D’ailleurs, M. Gervais souligne que plusieurs personnes l’ont déjà approché afin de faire partie de la formation politique, mais qu’il se garde encore une marge de manœuvre avant d’accepter qui que ce soit. «Pour le moment, je n’accepte personne encore. Je prends les noms et on verra comment les choses vont aller», indique celui qui dit vouloir former un parti qui répondra aux attentes de toutes les classes économiques, lui qui estime que seulement les mieux nantis sont bien servis en ce moment. Il dit par ailleurs attendre un gros nom pour représenter son parti au poste de maire.

Attaques

Connu pour son franc-parler et n’ayant pas l’habitude de mettre des gants blancs dans les dossiers qu’il défend, Luc Gervais s’est exprimé dernièrement dans des lettres ouvertes, notamment en critiquant la conseillère municipale Mariannick Mercure. Cette dernière avait toutefois répliqué, captures d’écrans à l’appui, que M. Gervais avait l’habitude de publier des propos racistes sur les réseaux sociaux. Un fait que le principal intéressé dément complètement.
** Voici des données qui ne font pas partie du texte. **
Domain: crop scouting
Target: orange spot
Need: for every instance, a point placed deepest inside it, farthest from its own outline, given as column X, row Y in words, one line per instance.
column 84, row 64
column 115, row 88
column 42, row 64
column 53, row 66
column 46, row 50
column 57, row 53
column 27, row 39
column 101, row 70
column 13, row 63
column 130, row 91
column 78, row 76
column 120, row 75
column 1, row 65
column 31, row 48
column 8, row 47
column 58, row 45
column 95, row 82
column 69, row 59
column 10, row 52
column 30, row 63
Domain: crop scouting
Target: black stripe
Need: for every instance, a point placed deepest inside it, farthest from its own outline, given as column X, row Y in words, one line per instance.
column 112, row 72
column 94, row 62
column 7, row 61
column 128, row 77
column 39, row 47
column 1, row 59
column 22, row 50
«Elle s’est servie de passages de publications et les a complètement sortis de leur contexte. C’est faux de dire que je suis raciste» se défend Luc Gervais, qui dit être prêt à débattre de ce point avec quiconque souhaite l’attaquer sur cette position.
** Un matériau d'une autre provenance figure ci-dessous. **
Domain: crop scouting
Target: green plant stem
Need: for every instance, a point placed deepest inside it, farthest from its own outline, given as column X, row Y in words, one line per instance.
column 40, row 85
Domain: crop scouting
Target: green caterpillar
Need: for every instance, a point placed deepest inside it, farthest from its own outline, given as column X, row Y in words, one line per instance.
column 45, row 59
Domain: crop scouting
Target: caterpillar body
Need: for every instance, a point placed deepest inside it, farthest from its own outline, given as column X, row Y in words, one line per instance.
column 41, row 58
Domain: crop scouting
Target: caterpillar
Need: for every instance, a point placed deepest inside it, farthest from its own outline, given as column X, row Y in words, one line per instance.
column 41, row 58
Autrefois directeur d’une agence de sécurité, Luc Gervais s’est retiré du marché du travail il y a quelques années pour être père au foyer. Il a depuis multiplié les implications dans la communauté, notamment dans les différentes luttes pour le maintien de l’urgence Cloutier-du Rivage depuis plusieurs années, de même qu’avec le tennis ainsi que dans la saga entourant l’interdiction des moins de 18 ans au Carrefour du Cap du boulevard Sainte-Madeleine, il y a deux ans. Récemment, il s’est positionné en faveur du maintien d’une glace dans le secteur Cap-de-la-Madeleine, en lien avec la démolition à venir de l’aréna Jean-Guy-Talbot.
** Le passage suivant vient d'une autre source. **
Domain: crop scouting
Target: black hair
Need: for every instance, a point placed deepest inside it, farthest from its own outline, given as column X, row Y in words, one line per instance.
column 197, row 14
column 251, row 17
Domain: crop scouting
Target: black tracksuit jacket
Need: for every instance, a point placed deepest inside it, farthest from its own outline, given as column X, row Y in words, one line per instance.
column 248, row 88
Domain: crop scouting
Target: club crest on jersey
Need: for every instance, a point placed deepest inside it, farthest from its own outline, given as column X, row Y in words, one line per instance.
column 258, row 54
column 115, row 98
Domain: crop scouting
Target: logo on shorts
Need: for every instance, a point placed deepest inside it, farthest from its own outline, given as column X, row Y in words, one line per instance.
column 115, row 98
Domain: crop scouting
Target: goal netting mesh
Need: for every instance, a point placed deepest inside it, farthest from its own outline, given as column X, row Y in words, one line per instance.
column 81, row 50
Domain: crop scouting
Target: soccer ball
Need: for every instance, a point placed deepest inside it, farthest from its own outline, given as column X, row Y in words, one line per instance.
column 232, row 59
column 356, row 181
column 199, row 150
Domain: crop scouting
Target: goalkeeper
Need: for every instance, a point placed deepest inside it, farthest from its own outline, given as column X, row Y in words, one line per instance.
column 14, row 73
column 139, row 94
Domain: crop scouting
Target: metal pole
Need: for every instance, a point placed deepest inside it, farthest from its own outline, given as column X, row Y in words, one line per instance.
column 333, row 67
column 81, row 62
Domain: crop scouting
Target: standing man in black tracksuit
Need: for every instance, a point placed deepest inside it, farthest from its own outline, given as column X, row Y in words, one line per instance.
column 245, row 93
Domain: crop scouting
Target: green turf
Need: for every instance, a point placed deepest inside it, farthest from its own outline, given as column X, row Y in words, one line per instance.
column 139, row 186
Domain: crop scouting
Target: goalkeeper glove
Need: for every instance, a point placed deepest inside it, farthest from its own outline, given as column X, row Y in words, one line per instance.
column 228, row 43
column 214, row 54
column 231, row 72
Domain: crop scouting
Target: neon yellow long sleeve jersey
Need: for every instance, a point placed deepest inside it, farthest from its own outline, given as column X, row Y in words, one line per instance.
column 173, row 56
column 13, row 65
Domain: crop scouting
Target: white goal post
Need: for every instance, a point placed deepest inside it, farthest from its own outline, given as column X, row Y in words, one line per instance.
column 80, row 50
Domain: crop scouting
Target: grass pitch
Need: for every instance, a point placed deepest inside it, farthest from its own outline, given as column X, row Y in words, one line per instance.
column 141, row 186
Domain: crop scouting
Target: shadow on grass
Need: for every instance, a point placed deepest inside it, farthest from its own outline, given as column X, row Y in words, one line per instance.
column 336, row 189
Rappelons qu’un parti politique a déjà existé dans l’histoire politique récente de Trois-Rivières, soit Force 3R. Aux élections municipales de 2009, le candidat à la mairie André Carle portait les couleurs de ce parti, mais n’a pas réussi à battre le maire de l’époque Yves Lévesque. En 2013, le parti a présenté le candidat Richard Saint-Germain à la mairie ainsi que dix candidats dans autant de districts, mais aucun n’a réussi à se faire élire. M. Saint-Germain avait pour sa part terminé au cinquième rang de six candidats au poste de maire. Le parti a été dissout à l’automne 2014.